Here is a simple schematic using two devices without the PWR_FLAG symbol that passes the ERC without error.
Here are the Pin Types for the two devices:
From these, the next question then becomes, “Where are the Power inputs”?
The ERC uses the VCC and GND symbols as “inputs”.
There is a very simple reason for this if even at first this does not seem to make sense. Schematics are often drawn with multiple instances of the same voltage sources and ground points.
In the above schematic, with the +3.3V and GND symbols pins designated as “inputs” there is no conflict in the ERC. Note that there would have been a conflict if the 3.3V symbols pins were designated as “outputs”. This is shown in the following example:
The most common issue new KiCad users have is the relationship between connectors, devices, and PWR_FLAGs.
If the KiCad library symbol for the regulator is correct, it should have it’s pins Electrical Type assigned as shown in the following diagram:
In the very first example schematic, the battery was clearly a Power “output”. There were no ERC issues because the battery “output” was applied to other symbol “inputs”. In this second schematic, it is not clear that the Conn_01x02 is an “output” device.

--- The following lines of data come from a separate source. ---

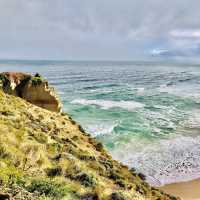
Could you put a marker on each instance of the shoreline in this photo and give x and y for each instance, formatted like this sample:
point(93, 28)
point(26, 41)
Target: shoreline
point(189, 190)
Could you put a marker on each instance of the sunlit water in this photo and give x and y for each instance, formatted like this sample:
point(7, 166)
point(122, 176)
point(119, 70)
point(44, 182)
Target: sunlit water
point(147, 115)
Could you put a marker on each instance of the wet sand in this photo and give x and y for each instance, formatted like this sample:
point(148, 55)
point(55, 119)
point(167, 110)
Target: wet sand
point(186, 190)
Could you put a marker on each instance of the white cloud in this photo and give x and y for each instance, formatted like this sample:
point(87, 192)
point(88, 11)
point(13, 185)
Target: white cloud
point(187, 34)
point(94, 29)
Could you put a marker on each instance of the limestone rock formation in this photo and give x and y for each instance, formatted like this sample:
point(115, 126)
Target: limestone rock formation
point(46, 155)
point(33, 89)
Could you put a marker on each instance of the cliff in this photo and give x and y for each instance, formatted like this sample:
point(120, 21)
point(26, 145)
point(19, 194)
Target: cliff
point(47, 156)
point(33, 89)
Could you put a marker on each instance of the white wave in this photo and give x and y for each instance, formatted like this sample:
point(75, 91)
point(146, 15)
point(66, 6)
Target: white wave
point(168, 161)
point(106, 104)
point(101, 128)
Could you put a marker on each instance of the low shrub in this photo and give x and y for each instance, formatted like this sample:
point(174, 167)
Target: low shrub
point(49, 188)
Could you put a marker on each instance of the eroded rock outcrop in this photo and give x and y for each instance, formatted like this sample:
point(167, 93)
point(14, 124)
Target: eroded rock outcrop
point(34, 89)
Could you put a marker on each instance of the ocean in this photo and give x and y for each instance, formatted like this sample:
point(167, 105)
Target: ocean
point(147, 114)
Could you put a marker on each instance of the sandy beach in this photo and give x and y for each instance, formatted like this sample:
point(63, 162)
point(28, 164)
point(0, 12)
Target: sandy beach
point(186, 190)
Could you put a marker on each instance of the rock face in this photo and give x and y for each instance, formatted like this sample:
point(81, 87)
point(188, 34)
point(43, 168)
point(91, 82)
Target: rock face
point(47, 155)
point(31, 88)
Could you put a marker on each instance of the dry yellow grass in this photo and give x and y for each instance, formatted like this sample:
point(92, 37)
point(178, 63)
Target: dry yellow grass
point(41, 150)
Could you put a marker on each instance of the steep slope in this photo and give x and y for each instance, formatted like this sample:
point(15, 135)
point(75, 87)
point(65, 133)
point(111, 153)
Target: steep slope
point(46, 155)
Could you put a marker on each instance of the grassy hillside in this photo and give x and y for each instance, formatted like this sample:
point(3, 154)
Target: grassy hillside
point(45, 155)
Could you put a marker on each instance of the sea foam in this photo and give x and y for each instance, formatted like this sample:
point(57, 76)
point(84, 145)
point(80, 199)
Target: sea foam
point(106, 104)
point(164, 162)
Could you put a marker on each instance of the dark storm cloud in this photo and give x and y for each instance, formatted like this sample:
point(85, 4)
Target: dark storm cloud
point(94, 29)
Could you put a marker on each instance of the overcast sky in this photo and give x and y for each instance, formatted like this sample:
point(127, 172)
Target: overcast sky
point(99, 29)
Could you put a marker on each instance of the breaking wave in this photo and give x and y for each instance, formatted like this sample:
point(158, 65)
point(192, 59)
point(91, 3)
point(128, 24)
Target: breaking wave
point(106, 104)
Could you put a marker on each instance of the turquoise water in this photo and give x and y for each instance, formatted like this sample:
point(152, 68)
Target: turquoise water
point(146, 114)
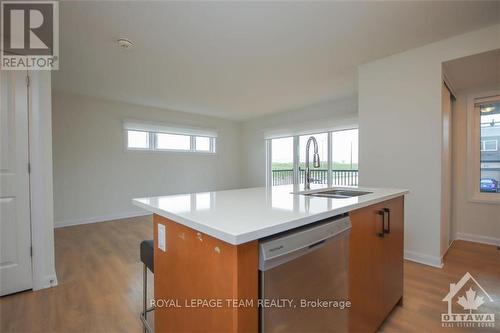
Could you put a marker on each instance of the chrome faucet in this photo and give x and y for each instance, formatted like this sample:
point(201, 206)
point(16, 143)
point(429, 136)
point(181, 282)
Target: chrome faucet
point(316, 163)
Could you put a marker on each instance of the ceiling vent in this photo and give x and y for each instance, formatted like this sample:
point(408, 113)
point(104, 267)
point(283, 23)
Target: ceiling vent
point(124, 43)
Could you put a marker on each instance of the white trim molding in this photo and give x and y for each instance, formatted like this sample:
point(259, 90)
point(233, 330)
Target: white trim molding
point(423, 258)
point(478, 239)
point(42, 204)
point(102, 218)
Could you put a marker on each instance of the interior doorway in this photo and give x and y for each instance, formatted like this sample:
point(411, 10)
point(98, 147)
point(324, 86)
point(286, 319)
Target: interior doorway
point(15, 221)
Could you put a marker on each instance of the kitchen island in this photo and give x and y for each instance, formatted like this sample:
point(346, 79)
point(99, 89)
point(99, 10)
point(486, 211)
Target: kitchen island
point(207, 253)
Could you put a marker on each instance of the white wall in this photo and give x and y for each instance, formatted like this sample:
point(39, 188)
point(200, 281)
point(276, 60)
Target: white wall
point(338, 114)
point(400, 121)
point(95, 178)
point(471, 220)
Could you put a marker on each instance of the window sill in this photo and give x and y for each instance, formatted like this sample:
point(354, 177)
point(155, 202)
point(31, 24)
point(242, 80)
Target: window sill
point(485, 198)
point(171, 151)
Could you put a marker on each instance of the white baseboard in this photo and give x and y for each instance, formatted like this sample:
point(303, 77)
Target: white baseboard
point(478, 239)
point(48, 281)
point(103, 218)
point(423, 258)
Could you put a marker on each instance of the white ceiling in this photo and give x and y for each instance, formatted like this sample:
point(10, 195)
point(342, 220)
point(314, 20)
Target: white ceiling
point(239, 60)
point(475, 72)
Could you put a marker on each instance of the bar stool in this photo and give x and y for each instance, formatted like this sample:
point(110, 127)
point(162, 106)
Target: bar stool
point(147, 258)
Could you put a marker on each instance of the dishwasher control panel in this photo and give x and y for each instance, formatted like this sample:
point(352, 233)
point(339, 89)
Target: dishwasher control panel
point(273, 250)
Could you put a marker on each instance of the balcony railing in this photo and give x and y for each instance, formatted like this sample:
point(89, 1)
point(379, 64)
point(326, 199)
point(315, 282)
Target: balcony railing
point(320, 176)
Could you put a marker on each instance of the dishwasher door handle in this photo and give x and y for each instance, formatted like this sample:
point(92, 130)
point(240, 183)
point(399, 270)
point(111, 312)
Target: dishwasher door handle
point(382, 233)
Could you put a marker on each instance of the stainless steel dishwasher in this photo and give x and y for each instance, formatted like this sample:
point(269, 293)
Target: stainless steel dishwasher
point(305, 264)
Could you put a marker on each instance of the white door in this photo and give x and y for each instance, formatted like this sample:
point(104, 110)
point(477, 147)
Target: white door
point(15, 225)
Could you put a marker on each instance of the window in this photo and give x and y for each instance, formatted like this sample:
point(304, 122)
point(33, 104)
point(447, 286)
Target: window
point(483, 155)
point(345, 157)
point(165, 141)
point(320, 175)
point(338, 151)
point(489, 114)
point(161, 137)
point(282, 161)
point(489, 145)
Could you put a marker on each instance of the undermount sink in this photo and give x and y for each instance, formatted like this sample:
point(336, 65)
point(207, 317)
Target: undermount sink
point(338, 194)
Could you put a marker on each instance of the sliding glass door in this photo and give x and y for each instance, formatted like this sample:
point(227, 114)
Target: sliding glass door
point(338, 151)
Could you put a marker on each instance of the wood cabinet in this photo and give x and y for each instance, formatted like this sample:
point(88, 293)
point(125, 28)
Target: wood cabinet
point(196, 267)
point(375, 263)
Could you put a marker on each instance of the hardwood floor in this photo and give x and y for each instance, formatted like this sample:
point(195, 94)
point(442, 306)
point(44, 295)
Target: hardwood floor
point(100, 284)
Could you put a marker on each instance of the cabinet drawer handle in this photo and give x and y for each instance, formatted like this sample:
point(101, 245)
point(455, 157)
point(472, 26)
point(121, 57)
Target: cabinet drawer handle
point(382, 213)
point(388, 229)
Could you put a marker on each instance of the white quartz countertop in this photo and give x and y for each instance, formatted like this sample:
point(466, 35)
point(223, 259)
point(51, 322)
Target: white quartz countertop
point(243, 215)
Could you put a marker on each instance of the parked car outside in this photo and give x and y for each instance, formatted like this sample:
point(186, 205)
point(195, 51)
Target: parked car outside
point(489, 185)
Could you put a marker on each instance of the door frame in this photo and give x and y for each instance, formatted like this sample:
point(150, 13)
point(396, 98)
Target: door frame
point(40, 179)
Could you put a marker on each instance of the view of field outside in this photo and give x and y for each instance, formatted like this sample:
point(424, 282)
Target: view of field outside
point(490, 150)
point(344, 158)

The library symbol could be changed to re-assign the pins as “outputs” and this second example schematic would pass the ERC; until the same Conn_01x02 symbol was used in a second instance and connected to pin 3 of the above regulator.
KiCad has a rather unique tool to solve these ERC issues between symbols. KiCad’s creative solution is the PWR_FLAG! (The PWR_FLAG is found in the power library supplied with kicad. Use the “place power port” dialog and type PWR_FLAG into the search field. Place it like any other power symbol.)
Adding the PWR_FLAG to the schematic and connecting separate ones to the voltage source symbols and ground points will create a schematic that is ERC compliant.
The PWR_FLAG tool allows KiCad to retain it’s flexibility in design with generic schematic library symbols, and still provide a quality ERC.
NOTE: Although both flags have the same text, “PWR_FLAG”, they are NOT connected together as they are internally assigned a different FLAG/NET_ NAME when they are placed.
If you do not want to use kicad supplied symbols at all then you can easily create your own PWR_FLAG symbol. It is nothing else then a symbol with one pin that has the type “power output”. In addition its reference designator starts with “#” to ensure kicad does not try to connect it to a footprint. Enabling “this is a power symbol” will ensure that it is shown in the “add power port” dialog.
Footnotes:
[1]: KiCad can only detect a missing supply if the supply pins have been given the electrical type “power in”. Luckily power symbols (power labels or power ports) are defined as power input and therefore require nets that use this symbol to be powered.